If you are into the Pokémon Trading Card Game, you are May I heard about the name Gary Haase. Known by many as “Pokémon Re”, This 67-year-old father of three fame claims is that his TCG collection is worth $ 10 million – making it the most valuable collection of its kind in the world.

Haase is treated like a rockstar every time he shows up at events and has celebrities all over the world approaching him in hopes that he will part with a part of his collection. It is reported that Justin Bieber has been in contact, but Haase is famously reluctant to sell his assets (a recent exception has been YouTuber Logan Paul, who purchased a first-edition Charizard PSA 10 card for $ 150,000 and then took it to the ring for his “boxing” match with former champion Floyd Mayweather).

At a time where Pokémon TCG is hotter than ever the cards change hands for insane amounts of money, Haase is considered a legitimate celebrity himself (a recent encounter and greetings with him at the Collect-A-Con event in the United States lasted for five hours – should last an hour and a half).

Haase’s profile means he’s a target of contempt and acclaim, of course, and recent comments he made during an interview have frustrated fans in the wrong way.

During the interview – taken from a show about finance instead of Pokémon – Haase discussed one of his precious Charizard cards, in this case signed (on the protective case, not directly on the card) by the original artist Mitsuhiro Arita. Arita, in case you didn’t know, has been involved with Pokémon TCG for decades and has created art for hundreds of cards. Among fans, he is revered and adored.

As you might expect, the reaction to the clip was not good:

However, many people have pointed out that Haase’s comments were taken entirely out of context and were made in a show that is focused on finances. They said he wasn’t despised – rather, he was pointing out that the card was of such high value that the firm wouldn’t make a huge amount of difference to its price.

For his part, Haase responded to the original tweet via his own Instagram account and highlighted the charitable work he participated in with his wife.

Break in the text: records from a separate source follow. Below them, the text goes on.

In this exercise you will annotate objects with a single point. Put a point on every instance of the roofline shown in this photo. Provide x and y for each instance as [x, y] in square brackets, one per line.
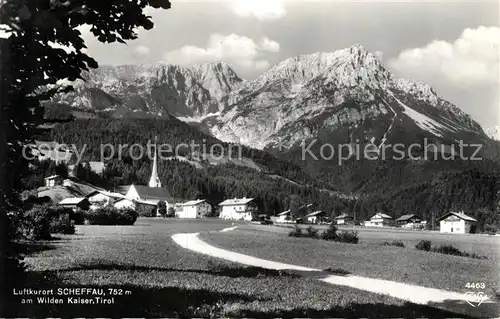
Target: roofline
[458, 215]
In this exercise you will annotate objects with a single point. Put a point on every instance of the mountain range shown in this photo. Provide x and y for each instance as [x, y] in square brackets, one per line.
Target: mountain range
[339, 96]
[345, 96]
[494, 133]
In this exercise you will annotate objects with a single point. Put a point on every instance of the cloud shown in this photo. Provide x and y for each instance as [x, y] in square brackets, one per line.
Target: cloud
[236, 50]
[262, 10]
[142, 50]
[472, 59]
[269, 45]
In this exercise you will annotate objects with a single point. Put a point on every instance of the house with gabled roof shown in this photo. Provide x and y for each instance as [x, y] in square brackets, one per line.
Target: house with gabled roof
[194, 209]
[380, 220]
[54, 180]
[75, 203]
[239, 209]
[407, 219]
[101, 198]
[344, 219]
[316, 217]
[457, 223]
[284, 217]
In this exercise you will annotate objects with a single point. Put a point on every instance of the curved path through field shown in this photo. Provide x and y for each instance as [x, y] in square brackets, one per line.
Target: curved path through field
[448, 300]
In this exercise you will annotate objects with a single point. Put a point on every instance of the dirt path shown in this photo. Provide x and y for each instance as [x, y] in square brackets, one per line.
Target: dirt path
[448, 300]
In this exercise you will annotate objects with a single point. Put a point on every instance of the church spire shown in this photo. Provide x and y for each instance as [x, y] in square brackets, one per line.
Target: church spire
[155, 180]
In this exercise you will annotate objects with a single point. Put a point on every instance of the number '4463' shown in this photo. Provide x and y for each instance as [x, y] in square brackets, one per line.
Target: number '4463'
[475, 285]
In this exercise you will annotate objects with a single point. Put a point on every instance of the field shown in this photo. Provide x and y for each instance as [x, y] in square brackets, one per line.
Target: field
[161, 279]
[371, 259]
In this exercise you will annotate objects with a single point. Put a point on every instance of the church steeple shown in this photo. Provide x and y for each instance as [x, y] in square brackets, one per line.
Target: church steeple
[155, 180]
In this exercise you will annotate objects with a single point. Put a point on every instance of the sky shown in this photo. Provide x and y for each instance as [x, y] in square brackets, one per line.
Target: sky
[452, 45]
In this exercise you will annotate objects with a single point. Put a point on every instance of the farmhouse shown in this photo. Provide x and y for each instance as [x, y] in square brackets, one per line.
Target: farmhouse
[194, 209]
[76, 202]
[152, 194]
[238, 209]
[100, 199]
[456, 223]
[149, 194]
[123, 203]
[379, 220]
[344, 219]
[54, 180]
[408, 219]
[316, 217]
[284, 217]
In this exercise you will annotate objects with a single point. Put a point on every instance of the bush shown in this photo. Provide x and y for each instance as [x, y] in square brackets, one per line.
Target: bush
[397, 243]
[78, 217]
[40, 221]
[452, 250]
[350, 237]
[61, 225]
[146, 210]
[311, 232]
[330, 233]
[111, 216]
[296, 232]
[424, 245]
[34, 223]
[490, 229]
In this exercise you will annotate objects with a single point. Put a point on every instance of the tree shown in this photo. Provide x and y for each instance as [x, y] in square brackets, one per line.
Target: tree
[31, 64]
[171, 212]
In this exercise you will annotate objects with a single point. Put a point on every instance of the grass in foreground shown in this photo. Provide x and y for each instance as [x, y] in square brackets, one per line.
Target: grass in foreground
[221, 291]
[167, 281]
[406, 265]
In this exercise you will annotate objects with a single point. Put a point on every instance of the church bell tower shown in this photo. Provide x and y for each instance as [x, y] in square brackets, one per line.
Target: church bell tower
[155, 180]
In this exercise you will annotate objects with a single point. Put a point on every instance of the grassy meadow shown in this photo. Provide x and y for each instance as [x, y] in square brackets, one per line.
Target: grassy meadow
[370, 258]
[165, 280]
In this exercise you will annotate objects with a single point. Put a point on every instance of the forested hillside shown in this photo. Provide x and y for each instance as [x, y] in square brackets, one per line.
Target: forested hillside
[428, 188]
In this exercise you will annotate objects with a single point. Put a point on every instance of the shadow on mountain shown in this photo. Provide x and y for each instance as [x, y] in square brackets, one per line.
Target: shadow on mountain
[147, 301]
[135, 301]
[29, 248]
[408, 310]
[219, 270]
[485, 310]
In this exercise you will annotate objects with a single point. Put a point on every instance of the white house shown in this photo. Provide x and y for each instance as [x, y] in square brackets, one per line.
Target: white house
[238, 209]
[194, 209]
[99, 199]
[316, 217]
[456, 223]
[75, 203]
[124, 203]
[150, 195]
[380, 220]
[284, 217]
[54, 180]
[343, 219]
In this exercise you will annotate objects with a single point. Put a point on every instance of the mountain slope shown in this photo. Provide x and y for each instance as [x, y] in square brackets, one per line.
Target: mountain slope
[494, 133]
[154, 89]
[339, 97]
[343, 94]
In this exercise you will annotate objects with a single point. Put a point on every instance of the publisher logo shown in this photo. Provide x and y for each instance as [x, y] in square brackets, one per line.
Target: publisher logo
[475, 298]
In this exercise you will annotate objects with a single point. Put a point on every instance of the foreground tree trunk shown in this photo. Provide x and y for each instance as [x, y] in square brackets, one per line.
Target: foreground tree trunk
[5, 184]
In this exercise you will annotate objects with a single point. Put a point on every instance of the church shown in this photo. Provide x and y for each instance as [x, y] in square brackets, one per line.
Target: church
[151, 194]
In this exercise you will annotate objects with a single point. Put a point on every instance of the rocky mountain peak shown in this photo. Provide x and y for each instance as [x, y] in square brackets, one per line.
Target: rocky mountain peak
[494, 132]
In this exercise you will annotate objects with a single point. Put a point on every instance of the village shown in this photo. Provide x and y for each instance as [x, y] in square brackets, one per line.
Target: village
[156, 201]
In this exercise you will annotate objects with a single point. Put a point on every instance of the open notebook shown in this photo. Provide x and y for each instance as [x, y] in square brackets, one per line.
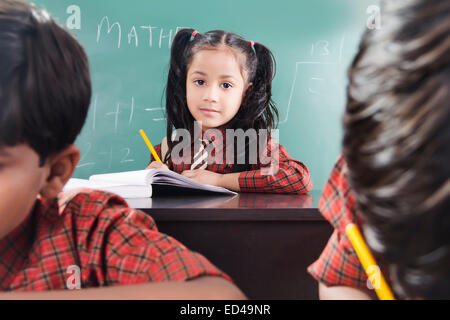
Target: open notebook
[144, 184]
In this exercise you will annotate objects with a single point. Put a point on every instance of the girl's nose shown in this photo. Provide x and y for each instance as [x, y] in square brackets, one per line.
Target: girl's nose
[211, 94]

He also posted the following statement regarding the clip, confirming that his comment has been taken out of context (edited to remove the emoji and some ‘lol’s):

Since there have been several messages on the Arita comment. This comment has been taken out of context which is a trend today. I was just referring to that card. I have a dozen Arita cars with 5 or 6 including big sketches that I like.

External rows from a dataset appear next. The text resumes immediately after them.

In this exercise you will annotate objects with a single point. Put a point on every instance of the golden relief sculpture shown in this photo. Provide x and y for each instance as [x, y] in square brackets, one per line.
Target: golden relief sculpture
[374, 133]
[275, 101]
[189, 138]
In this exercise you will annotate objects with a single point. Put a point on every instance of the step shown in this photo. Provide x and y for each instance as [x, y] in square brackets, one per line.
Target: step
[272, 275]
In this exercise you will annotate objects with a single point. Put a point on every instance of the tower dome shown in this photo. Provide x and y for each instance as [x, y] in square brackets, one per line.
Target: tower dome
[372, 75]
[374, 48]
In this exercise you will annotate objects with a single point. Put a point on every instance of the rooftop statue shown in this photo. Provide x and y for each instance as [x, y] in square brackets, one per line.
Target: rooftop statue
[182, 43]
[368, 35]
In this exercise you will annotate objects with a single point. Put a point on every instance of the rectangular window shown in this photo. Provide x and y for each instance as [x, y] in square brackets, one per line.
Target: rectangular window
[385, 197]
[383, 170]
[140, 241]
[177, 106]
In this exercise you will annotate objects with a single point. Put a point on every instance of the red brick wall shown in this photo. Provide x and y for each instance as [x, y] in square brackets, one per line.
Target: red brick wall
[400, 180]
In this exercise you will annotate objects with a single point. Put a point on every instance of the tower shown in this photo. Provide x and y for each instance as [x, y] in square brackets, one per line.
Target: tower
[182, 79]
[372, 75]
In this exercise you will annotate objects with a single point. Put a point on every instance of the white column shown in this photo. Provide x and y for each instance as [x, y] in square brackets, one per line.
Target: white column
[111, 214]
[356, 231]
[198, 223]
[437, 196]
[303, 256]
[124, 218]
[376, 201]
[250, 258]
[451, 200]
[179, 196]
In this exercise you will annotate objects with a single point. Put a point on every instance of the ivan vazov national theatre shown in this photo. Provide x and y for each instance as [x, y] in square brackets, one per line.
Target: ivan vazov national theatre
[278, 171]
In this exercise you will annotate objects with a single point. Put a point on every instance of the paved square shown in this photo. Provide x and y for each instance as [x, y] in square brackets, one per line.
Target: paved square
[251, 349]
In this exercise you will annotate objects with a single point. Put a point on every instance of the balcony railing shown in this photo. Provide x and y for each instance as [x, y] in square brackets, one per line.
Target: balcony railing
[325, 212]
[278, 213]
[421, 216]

According to the text, I have inflated the market even though I have only sold 3 cards out of my collection in 5 years. I bought a hundred though. I think making it the most popular hobby is equivalent to inflating the market.

This girl for some reason is very mean and ugly on social media but it’s not about her. We weren’t all raised the same. We don’t know what evidence these children hated went through. Best to let them work their own hatred.

I prefer that it’s about us. What can we do to shed light on others? How can we raise them? 99% of our community is positive, charitable and loving. Don’t let the 1% affect, as RealBreakingNate would say, your positive vibes.

While Haase seems to have a point here, the negative reaction has a lot to do with the way in which Pokémon TCG has been transformed into a massive money-spinning exercise in modern times, with Driven reporting that those responsible for classifying a card (and therefore deciding its value) are subject to intense scrutiny.